Hindustan Times (Gurugram)

Won’ t tax global income of NRIs: FM after budget

Sitharaman assuages concerns of non-residents, says new tax regime beneficial

- HT Correspond­ent letters@hindustant­imes.com ■

NEWDELHI: Finance minister Nirmala Sitharaman said on Sunday the government has no intention of taxing the global income of non-resident Indians (NRIs), with a proposal announced in Saturday’s Union budget only covering their earnings generated in India.

While presenting the Union budget in Parliament on Saturday, the finance minister proposed to tax those NRIs who neither pay tax in India nor in any other country. “It is also proposed to provide that an Indian citizen who is not liable to tax anywhere would be deemed to be resident in India,” she said in the budget speech.

The Union budget for 2020-21 offered an estimated ₹40,000 crore of tax concession­s to individual taxpayers resorting to a budgetary stimulus to revive the economy. It also increased government spending, the second way to deliver a budgetary stimulus, albeit by a modest amount, but with a focus on capital expenditur­e. The 2020-21 budget comes against the backdrop of the slowest rate of growth in 10 years.

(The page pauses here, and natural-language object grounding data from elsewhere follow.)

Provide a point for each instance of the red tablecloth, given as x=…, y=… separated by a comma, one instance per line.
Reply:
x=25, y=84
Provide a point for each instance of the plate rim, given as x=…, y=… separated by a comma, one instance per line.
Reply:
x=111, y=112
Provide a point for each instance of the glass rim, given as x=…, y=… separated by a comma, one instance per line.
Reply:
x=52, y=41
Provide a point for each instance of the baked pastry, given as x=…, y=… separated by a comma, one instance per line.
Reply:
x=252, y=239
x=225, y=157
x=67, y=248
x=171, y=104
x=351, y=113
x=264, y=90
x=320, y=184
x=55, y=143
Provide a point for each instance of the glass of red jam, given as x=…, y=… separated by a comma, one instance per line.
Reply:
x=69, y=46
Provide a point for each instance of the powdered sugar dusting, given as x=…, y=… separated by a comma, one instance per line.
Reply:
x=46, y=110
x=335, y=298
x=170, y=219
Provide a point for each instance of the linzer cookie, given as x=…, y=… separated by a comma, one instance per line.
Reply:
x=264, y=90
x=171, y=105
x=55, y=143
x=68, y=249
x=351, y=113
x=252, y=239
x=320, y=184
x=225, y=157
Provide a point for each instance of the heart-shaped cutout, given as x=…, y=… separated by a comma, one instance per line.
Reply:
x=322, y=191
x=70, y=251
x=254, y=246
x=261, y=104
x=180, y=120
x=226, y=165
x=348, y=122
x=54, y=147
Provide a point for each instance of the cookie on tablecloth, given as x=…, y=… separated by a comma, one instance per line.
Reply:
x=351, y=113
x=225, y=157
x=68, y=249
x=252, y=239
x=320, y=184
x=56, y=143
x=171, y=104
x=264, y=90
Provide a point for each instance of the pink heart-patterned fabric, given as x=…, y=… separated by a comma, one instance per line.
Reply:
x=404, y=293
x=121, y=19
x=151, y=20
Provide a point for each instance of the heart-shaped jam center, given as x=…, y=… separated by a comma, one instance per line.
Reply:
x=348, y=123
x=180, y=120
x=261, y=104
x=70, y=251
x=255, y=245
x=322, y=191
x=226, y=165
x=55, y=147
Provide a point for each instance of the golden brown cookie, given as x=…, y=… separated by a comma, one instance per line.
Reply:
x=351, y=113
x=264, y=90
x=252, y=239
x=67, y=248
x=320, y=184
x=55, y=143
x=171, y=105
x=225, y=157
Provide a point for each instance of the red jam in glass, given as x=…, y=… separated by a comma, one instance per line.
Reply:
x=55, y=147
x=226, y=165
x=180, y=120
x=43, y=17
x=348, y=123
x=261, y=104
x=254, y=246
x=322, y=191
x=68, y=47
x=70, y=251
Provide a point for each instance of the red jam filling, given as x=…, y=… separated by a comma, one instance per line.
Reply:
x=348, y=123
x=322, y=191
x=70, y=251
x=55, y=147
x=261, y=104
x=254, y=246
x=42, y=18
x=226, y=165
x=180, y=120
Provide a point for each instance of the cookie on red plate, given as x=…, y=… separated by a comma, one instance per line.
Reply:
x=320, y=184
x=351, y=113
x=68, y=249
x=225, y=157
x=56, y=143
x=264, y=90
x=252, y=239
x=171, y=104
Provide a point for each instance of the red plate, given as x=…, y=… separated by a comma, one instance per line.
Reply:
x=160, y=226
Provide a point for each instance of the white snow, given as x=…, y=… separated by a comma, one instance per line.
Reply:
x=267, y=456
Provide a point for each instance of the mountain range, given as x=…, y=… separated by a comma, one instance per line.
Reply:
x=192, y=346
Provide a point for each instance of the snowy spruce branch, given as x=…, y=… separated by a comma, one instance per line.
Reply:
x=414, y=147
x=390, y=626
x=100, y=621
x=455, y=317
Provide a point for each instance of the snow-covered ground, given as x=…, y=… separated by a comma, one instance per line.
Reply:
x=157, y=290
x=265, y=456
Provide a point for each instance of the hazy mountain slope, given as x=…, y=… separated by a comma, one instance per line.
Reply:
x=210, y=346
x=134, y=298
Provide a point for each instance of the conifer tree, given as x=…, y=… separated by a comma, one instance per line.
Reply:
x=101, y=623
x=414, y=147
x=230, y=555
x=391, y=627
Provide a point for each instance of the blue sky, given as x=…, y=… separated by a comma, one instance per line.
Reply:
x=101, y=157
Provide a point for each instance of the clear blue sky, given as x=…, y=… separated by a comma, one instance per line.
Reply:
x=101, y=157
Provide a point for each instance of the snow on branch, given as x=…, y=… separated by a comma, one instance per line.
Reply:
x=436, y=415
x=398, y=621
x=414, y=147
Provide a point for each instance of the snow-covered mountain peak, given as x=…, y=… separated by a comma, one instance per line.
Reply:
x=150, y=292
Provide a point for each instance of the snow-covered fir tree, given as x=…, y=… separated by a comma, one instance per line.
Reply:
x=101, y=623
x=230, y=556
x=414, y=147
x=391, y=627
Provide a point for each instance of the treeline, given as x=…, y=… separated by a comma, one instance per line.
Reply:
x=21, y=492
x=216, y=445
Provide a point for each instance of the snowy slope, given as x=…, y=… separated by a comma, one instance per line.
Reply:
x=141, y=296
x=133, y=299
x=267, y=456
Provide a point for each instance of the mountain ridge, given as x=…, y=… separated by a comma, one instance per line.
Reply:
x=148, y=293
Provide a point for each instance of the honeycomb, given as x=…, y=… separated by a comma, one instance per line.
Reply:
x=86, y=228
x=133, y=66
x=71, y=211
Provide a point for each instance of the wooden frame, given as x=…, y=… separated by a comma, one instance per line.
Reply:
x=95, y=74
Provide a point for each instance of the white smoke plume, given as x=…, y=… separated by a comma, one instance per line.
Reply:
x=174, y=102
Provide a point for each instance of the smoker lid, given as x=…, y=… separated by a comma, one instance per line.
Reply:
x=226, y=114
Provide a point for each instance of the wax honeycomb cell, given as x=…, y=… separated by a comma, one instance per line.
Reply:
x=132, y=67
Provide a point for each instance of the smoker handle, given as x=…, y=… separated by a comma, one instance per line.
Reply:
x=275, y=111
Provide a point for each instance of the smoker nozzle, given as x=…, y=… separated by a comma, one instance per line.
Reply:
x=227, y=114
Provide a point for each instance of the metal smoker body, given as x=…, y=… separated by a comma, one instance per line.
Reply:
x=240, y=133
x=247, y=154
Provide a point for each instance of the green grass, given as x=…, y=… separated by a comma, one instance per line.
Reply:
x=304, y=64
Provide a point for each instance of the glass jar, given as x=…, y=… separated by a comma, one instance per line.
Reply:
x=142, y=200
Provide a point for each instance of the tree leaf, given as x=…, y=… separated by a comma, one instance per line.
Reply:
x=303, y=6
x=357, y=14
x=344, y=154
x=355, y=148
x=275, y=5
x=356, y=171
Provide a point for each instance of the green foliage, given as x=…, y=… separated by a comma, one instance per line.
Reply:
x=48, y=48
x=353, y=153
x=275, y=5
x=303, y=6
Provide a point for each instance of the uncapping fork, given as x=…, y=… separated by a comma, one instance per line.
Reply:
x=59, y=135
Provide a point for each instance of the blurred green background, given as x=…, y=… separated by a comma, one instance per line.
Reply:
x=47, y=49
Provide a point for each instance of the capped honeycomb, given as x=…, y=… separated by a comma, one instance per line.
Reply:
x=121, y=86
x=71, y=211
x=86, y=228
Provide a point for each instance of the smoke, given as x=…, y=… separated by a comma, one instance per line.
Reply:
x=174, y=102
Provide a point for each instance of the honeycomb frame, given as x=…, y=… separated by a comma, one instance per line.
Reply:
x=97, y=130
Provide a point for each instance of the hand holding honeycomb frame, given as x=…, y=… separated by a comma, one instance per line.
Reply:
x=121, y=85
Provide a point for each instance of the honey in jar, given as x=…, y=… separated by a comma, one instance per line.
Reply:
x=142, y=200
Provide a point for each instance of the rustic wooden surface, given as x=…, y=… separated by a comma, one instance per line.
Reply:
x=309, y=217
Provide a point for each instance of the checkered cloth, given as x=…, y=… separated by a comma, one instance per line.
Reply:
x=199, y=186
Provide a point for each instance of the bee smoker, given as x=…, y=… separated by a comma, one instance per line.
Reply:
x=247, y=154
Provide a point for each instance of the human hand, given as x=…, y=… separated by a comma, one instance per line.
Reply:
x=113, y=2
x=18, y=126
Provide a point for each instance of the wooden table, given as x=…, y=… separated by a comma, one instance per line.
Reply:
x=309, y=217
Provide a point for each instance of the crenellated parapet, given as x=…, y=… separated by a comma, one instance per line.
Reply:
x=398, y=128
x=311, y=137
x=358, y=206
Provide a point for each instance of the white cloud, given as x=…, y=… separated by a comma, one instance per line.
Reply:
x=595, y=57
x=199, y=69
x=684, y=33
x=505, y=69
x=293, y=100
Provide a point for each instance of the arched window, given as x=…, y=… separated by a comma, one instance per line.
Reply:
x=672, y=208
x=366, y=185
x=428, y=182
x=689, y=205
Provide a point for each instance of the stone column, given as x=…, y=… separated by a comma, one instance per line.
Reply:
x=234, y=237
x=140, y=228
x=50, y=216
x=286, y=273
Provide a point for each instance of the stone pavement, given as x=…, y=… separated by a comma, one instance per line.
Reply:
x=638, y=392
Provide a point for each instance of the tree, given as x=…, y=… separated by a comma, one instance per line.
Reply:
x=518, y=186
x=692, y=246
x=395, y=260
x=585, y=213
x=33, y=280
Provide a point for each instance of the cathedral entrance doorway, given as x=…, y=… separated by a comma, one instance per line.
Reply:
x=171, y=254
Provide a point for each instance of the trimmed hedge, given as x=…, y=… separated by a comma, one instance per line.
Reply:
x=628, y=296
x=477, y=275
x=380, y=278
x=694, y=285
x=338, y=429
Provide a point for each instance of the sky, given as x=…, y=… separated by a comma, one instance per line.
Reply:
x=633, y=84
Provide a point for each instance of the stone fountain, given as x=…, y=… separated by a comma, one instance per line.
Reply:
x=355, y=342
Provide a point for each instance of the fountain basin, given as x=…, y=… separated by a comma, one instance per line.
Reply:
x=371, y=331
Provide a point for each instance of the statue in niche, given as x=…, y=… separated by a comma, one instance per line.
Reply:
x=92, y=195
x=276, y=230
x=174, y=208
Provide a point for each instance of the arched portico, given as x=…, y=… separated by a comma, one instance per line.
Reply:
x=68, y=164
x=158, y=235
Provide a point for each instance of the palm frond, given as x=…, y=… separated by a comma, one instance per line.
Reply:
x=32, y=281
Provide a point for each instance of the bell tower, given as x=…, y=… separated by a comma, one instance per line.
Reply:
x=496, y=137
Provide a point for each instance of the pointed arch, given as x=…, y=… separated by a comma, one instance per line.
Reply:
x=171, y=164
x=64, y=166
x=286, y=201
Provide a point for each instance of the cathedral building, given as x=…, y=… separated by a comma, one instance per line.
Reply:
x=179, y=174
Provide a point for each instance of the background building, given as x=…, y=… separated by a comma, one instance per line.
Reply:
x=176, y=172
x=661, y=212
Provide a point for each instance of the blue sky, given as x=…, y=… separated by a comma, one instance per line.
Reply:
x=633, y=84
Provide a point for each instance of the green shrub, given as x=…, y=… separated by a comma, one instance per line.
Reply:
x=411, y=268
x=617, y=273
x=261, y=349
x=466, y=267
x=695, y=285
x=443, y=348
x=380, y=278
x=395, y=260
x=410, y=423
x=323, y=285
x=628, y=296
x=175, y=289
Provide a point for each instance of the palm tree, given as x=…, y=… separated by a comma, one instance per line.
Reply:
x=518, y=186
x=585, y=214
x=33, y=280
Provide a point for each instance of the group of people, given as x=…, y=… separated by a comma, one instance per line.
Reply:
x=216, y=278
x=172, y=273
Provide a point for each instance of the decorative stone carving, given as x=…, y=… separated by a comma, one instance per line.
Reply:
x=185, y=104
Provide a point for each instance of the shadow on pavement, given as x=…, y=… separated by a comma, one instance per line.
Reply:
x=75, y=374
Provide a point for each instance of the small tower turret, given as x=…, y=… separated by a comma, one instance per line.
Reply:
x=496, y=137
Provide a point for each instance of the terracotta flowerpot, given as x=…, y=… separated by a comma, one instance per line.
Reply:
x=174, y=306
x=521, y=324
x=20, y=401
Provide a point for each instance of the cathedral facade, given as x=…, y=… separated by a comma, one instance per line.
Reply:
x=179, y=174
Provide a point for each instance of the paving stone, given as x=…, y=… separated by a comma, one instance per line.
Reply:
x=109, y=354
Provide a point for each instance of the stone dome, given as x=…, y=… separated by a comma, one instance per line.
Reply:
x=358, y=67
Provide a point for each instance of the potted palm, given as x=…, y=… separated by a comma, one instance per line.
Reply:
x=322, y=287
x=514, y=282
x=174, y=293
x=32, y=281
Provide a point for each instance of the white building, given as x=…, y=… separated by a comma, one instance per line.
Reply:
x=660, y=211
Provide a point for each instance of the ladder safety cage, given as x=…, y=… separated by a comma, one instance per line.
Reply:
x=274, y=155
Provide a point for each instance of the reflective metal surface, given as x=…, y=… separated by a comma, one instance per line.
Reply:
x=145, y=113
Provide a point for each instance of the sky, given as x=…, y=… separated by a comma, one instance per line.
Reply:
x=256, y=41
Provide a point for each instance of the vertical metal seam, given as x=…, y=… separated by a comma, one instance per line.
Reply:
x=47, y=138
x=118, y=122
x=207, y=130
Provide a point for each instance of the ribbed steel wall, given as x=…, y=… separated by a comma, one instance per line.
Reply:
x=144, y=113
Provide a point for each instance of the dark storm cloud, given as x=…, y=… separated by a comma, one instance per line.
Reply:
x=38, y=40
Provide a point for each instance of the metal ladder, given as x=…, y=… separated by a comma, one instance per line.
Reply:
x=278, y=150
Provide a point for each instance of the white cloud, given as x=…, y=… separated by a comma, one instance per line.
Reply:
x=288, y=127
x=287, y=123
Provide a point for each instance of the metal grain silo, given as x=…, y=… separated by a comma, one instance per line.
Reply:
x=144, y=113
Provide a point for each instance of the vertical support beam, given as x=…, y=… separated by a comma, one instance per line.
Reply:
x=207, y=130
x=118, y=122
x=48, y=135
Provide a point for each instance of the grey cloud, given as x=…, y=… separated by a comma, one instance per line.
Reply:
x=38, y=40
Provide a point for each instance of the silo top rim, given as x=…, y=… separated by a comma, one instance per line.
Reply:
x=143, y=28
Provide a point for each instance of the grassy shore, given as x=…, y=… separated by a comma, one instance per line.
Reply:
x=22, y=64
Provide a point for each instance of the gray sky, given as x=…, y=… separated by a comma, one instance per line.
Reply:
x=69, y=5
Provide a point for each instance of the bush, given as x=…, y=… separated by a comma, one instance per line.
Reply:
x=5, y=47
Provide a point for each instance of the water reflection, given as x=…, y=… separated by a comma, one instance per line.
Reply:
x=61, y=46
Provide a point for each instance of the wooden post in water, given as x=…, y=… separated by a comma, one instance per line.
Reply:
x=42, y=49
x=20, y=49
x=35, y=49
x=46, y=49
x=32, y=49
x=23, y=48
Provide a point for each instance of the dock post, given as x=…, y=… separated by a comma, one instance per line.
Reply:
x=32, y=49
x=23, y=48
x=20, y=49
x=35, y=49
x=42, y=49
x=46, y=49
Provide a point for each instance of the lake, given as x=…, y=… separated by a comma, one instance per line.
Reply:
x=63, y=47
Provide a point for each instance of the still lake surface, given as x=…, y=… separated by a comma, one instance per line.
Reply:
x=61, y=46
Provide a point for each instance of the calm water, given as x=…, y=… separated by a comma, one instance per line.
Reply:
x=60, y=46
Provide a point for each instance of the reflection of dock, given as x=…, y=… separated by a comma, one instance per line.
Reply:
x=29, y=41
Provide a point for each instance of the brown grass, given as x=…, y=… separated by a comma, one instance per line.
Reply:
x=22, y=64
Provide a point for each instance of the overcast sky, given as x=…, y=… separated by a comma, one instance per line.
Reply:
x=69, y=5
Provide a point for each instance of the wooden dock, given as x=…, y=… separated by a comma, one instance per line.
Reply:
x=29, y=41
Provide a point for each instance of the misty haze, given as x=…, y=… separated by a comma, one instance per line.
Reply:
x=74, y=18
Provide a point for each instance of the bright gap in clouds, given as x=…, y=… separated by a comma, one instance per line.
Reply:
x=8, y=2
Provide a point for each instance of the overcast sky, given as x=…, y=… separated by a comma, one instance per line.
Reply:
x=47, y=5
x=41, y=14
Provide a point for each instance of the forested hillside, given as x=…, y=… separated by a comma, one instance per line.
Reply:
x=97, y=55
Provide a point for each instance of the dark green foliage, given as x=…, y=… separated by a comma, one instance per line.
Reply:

Sitharaman clarified on Sunday that such NRIs will be taxed “only for their income generated in India”. “I’m not taxing what you are earning in Dubai,” she told reporters while replying to a specific query on this matter and said the government will soon issue a clarificat­ion.

Later in the day, the Central Board of Direct Taxes (CBDT)

clarified that “in case of an Indian citizen who becomes deemed resident of India under this proposed provision, income earned outside India by him shall not be taxed in India unless it is derived from an Indian business or profession”.

“The Finance Bill, 2020 has proposed that an Indian citizen shall be deemed to be resident in India, if he is not liable to be taxed in any country or jurisdicti­on. This is an anti-abuse provision since it is noticed that some Indian citizens shift their stay in low or no tax jurisdicti­on to avoid payment of tax in India,” the CBDT said in a statement.

It said the new provision is not intended to include in tax net those Indian citizens who are bona fide workers in other countries. “In some section of the media the new provision is being interprete­d to create an impression that those Indians who are bona fide workers in other countries, including in Middle East, and who are not liable to tax in these countries will be taxed in India on the income that they have earned there. This interpreta­tion is not correct,” the statement said.

“Necessary clarificat­ion, if required, shall be incorporat­ed in the relevant provision of the law,” the CBDT added.

The budget provision regarding taxing NRIs is a move to prevent tax abuse, as it is possible for an individual to avoid paying tax in any country or jurisdicti­on, the budget memorandum said. “This arrangemen­t is typically employed by high net worth individual­s to avoid paying taxes to any country/ jurisdicti­on on income they earn. Tax laws should not encourage a situation where a person is not liable to tax in any country,” it said.

The budget also proposed to reduce the time of stay in India from 182 days to 120 days for an Indian citizen or a person of Indian origin to become a resident in India. Consequent­ly, it is proposed to relax the provision of “resident but not ordinarily resident” so that a resident who has been non-resident in seven out of 10 previous years would be resident but not ordinarily resident, the finance minister said in the budget.

Shefali Goradia, partner, Deloitte India said: “Reducing the threshold of physical presence to 120 days in a year will make visiting NRIs more conscious of their travel dates. On one hand, the Government has been keen to attract talent and onshore the funds and fund managers whereas on the other hand, this move will disincenti­vise people from spending more time in India. Businesses are mobile and with a view to attract entreprene­urs to India, FM should consider restoring the prior threshold.”